De rechtbank overweegt dat voor zover de mededeling “diezelfde die ik van jou hier heb” in het gesprek van 26 juli 2020 duidt op een mogelijke eerdere overdracht, die overdracht niet herleidbaar is tot de in de tenlastelegging genoemde periode. Daarnaast geldt dat bij [naam persoon 3] weliswaar foto’s van een vuurwapen op zijn mobiele telefoon zijn aangetroffen, die sterk lijkt op een M70, maar uit het dossier blijkt niet dat de bron daarvan is achterhaald. Evenmin is er bij een huiszoeking bij [naam persoon 3] een vuurwapen aangetroffen. Het is zelfs niet komen vast te staan dat er daadwerkelijk een ontmoeting tussen [naam persoon 3] en de verdachte heeft plaatsgevonden. De afgeluisterde telefoongesprekken waarin de verdachte zegt dat hij op de [naam locatie] staat en [naam persoon 3] melding maakt dat hij er over een minuut is, zijn daarvoor onvoldoende. Ook bij de doorzoeking in de woning van de verdachte zijn geen wapens aangetroffen.
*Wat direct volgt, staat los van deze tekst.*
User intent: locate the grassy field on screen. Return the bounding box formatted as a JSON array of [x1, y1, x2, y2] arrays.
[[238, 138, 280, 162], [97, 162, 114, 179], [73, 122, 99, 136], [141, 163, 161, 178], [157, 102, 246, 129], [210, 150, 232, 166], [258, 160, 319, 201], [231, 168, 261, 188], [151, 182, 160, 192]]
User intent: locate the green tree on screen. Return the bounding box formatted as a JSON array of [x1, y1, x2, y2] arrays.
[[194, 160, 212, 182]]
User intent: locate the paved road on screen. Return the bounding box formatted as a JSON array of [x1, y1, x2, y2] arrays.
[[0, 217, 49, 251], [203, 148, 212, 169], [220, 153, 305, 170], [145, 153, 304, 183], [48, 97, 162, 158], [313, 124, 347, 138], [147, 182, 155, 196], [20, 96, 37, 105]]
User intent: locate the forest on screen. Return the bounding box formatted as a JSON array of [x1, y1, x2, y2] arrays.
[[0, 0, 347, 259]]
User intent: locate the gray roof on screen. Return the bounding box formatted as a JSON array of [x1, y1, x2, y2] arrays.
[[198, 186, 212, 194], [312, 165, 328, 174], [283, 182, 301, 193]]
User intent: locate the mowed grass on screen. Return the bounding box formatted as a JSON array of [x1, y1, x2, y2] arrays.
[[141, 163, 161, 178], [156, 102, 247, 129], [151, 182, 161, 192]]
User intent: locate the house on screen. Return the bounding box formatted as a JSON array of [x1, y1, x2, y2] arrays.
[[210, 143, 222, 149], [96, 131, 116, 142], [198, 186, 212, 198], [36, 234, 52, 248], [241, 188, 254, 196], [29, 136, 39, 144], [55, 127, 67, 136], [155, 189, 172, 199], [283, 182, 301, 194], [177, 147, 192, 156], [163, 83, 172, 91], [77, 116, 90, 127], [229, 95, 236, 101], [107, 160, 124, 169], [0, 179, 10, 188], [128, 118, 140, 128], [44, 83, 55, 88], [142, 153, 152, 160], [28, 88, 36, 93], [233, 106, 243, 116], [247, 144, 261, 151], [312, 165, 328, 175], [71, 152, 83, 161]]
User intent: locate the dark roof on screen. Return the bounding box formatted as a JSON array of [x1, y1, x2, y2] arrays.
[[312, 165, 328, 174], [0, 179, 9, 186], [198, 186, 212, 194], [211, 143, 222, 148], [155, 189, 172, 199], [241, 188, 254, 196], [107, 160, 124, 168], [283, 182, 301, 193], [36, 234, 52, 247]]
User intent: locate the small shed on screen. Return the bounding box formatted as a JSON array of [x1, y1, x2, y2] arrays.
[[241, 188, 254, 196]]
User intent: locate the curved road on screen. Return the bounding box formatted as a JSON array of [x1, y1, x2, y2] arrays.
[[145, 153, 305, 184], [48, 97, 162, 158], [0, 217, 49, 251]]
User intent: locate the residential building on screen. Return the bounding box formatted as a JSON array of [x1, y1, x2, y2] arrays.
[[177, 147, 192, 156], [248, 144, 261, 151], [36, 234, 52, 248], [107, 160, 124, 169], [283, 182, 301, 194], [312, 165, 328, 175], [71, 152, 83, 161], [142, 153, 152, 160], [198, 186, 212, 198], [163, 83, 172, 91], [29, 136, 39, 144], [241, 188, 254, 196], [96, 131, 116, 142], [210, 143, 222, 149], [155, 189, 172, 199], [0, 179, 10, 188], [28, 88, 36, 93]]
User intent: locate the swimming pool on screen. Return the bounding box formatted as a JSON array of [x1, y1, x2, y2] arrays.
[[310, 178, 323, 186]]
Nu er dus geen ondersteunend bewijs is, blijft over dat de verdachte telefonisch over wapens, modellen en prijzen heeft gesproken. Eén keer lijkt er zelfs een afspraak te zijn gemaakt. Maar op grond van die gesprekken alleen is de alternatieve verklaring van de verdachte dat het allemaal slechts grootspraak was, niet uit te sluiten. De verdachte zal daarom ook van het onder 2 ten laste gelegde worden vrijgesproken.